Install the OpenAI Python client library if you haven't already:
pip install openai
Use the following Python code to generate a vector embedding:
import openai
# Set your OpenAI API key
openai.api_key = 'your-api-key-here'
# Define the text chunk for which you want to generate an embedding
text_chunk = "OpenAI's GPT-4 is a powerful language model capable of performing a wide range of natural language processing tasks."
# Generate the embedding
response = openai.Embedding.create(
input=text_chunk,
model="text-embedding-ada-002"
)
# Extract the embedding vector
embedding_vector = response['data'][0]['embedding']
# Print the embedding vector
print(embedding_vector)
Self-host an open-source model
Self-hosting a machine learning model offers enhanced data privacy, security, and control over the environment, making it easier to comply with regulatory requirements and optimize performance. It can also be more cost-effective for high usage scenarios, eliminating dependency on third-party providers and reducing latency.
The following example shows how you can generate a vector embedding from a chunk of text using the LLaMA model. You can use the generated vector for various downstream tasks such as similarity searches and other vector computations.
Install the required libraries:
pip install transformers
pip install torchUse the following Python code to generate a vector embedding:
from transformers import AutoTokenizer, AutoModel
import torch
# Load the LLaMA model and tokenizer
model_name = "facebook/llama-7b" # Replace with the correct model name
tokenizer = AutoTokenizer.from_pretrained(model_name)
model = AutoModel.from_pretrained(model_name)
# Define the text chunk for which you want to generate an embedding
text_chunk = "LLaMA is a powerful language model capable of performing a wide range of natural language processing tasks."
# Tokenize the text chunk
inputs = tokenizer(text_chunk, return_tensors="pt")
# Generate the embeddings
with torch.no_grad():
outputs = model(**inputs)
# The embeddings are typically in the 'last_hidden_state' tensor
embeddings = outputs.last_hidden_state
# Average the token embeddings to get a single vector representation
embedding_vector = torch.mean(embeddings, dim=1).squeeze().numpy()
# Print the embedding vector
print(embedding_vector)
Additional resources
Hugging Face Model Hub: A comprehensive repository of pre-trained models for various natural language processing (NLP) tasks, computer vision, and more.

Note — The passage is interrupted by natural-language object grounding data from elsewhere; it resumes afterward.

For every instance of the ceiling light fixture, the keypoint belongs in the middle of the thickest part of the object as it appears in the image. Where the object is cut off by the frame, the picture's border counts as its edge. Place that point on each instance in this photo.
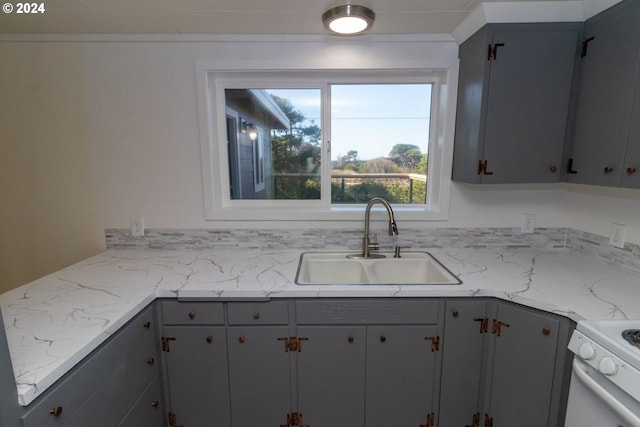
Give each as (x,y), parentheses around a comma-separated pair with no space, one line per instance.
(348,19)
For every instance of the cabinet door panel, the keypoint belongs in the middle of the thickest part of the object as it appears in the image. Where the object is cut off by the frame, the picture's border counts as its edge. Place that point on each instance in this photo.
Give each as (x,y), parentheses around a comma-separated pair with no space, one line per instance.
(606,96)
(463,362)
(259,375)
(523,368)
(197,375)
(401,375)
(331,376)
(528,107)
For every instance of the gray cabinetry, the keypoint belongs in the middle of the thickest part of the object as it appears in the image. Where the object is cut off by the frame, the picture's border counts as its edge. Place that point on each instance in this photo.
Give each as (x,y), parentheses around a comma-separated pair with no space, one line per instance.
(195,358)
(504,365)
(109,385)
(606,144)
(259,363)
(514,95)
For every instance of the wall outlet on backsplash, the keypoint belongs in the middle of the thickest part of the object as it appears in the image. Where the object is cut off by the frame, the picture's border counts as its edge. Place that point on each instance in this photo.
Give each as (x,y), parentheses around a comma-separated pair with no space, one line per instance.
(137,226)
(528,223)
(616,237)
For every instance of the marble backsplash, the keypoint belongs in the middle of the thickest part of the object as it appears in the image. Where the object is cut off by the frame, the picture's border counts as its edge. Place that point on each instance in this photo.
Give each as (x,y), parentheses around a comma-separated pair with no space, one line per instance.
(587,244)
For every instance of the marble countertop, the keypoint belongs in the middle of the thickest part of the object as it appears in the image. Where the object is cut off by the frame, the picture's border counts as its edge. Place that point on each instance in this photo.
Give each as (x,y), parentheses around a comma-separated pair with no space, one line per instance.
(54,322)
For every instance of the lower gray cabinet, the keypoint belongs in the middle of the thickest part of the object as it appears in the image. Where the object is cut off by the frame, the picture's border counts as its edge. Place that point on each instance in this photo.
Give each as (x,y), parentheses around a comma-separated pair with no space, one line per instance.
(107,386)
(331,375)
(503,365)
(259,375)
(195,359)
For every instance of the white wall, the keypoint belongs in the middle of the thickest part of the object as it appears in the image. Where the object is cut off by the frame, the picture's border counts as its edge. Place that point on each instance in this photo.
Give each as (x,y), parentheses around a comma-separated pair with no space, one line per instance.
(141,118)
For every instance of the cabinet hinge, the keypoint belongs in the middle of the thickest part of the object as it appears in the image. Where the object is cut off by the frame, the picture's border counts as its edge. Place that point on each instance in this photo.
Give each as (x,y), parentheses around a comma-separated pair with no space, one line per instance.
(493,51)
(294,419)
(293,343)
(164,342)
(172,420)
(482,168)
(496,326)
(475,420)
(583,50)
(484,324)
(431,420)
(435,343)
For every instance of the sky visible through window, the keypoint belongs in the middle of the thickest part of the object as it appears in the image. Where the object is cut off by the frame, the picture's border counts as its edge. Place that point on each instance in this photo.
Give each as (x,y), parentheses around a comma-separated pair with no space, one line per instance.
(369,118)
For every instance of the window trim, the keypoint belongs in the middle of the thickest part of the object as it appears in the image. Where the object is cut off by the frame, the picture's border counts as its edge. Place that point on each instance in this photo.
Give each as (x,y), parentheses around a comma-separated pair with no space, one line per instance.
(218,204)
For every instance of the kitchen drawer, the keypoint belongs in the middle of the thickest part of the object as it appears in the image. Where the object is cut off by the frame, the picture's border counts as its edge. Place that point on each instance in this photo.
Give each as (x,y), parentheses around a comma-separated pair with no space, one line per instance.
(258,313)
(192,313)
(148,410)
(367,311)
(74,389)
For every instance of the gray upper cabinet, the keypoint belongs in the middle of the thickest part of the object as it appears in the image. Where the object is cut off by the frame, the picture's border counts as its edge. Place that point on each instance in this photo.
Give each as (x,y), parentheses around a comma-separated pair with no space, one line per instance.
(514,96)
(606,144)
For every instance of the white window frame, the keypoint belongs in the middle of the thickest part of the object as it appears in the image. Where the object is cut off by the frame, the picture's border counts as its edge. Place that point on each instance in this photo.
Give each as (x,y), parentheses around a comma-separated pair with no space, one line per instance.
(219,206)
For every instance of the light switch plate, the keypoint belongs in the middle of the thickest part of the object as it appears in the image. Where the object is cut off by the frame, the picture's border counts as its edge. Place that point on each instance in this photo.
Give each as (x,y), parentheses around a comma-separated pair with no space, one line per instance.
(137,226)
(616,238)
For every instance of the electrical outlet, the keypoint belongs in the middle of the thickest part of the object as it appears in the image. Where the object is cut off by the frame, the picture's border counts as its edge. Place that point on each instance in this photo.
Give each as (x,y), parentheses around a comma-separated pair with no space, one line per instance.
(616,238)
(137,226)
(528,224)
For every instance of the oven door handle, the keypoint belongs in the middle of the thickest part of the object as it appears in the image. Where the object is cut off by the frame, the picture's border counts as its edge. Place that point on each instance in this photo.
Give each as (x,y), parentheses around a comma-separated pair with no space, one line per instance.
(623,412)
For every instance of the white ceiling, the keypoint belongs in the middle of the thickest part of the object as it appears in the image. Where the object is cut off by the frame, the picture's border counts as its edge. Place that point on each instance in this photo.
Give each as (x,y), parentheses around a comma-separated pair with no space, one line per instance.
(231,16)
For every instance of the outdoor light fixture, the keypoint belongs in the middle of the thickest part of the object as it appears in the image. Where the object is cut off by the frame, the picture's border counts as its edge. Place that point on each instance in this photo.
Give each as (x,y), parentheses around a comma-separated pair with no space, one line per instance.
(348,19)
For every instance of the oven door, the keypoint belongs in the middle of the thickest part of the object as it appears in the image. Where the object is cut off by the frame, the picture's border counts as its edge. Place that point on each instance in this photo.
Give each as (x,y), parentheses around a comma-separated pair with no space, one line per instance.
(596,401)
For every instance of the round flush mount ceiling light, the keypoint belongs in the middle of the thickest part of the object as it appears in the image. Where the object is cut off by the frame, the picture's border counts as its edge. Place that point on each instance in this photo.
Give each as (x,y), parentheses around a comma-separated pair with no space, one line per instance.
(348,19)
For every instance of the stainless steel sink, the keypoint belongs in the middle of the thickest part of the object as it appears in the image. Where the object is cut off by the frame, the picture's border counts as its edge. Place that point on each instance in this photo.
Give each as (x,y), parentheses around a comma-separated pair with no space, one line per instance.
(335,268)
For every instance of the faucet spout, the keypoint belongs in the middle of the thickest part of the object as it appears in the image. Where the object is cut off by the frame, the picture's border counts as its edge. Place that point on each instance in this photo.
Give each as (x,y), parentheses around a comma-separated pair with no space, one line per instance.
(393,227)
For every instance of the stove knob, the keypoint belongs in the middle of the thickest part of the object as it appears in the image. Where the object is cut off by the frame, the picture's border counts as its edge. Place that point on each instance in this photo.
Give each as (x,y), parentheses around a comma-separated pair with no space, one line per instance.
(607,366)
(587,352)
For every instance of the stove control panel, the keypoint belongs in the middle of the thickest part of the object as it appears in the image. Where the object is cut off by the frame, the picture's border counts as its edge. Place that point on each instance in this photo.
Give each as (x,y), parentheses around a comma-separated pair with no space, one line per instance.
(604,361)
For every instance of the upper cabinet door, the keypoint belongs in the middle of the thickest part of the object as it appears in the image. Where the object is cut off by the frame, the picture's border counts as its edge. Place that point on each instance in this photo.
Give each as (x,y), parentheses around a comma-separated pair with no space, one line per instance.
(610,51)
(514,100)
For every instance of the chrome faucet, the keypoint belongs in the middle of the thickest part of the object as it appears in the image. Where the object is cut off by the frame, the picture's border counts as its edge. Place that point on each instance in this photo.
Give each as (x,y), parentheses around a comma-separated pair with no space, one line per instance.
(393,228)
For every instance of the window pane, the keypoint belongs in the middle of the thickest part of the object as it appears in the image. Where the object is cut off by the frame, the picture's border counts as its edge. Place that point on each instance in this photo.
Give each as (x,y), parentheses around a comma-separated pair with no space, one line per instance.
(274,143)
(380,142)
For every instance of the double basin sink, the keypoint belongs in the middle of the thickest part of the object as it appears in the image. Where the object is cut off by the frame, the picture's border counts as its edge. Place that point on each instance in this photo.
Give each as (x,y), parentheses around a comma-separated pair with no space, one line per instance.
(336,268)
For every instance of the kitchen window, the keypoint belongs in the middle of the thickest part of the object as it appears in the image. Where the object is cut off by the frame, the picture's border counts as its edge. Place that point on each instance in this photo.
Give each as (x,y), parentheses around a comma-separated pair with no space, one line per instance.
(319,145)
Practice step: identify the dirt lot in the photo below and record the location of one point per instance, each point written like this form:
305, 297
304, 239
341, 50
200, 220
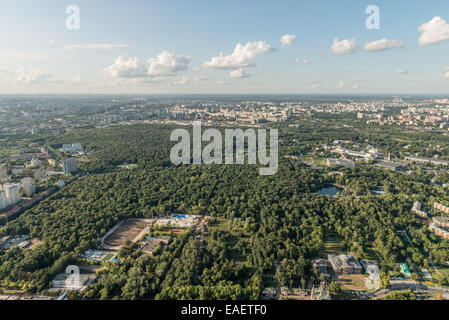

TensorFlow Hub: A library of reusable MLLs for TensorFlow, offering models for text, image, and audio processing.
PyTorch Hub: A repository of pre-trained PyTorch models, facilitating easy integration and deployment for various machine learning tasks.
Kaggle: An online community for data scientists and machine learning practitioners, providing datasets, notebooks, and pre-trained models.
GitHub: A vast platform hosting a multitude of open-source projects, including repositories for MLLs, tools, and frameworks.
OpenVINO Model Zoo: A collection of pre-trained models optimized for Intel hardware, supporting various AI tasks.
Model Zoo for Caffe, TensorFlow, PyTorch, MXNet: Collections of pre-trained models specific to different deep learning frameworks, offering models for diverse applications.
NVIDIA NGC: A platform offering GPU-optimized deep learning frameworks and pre-trained models for various AI tasks.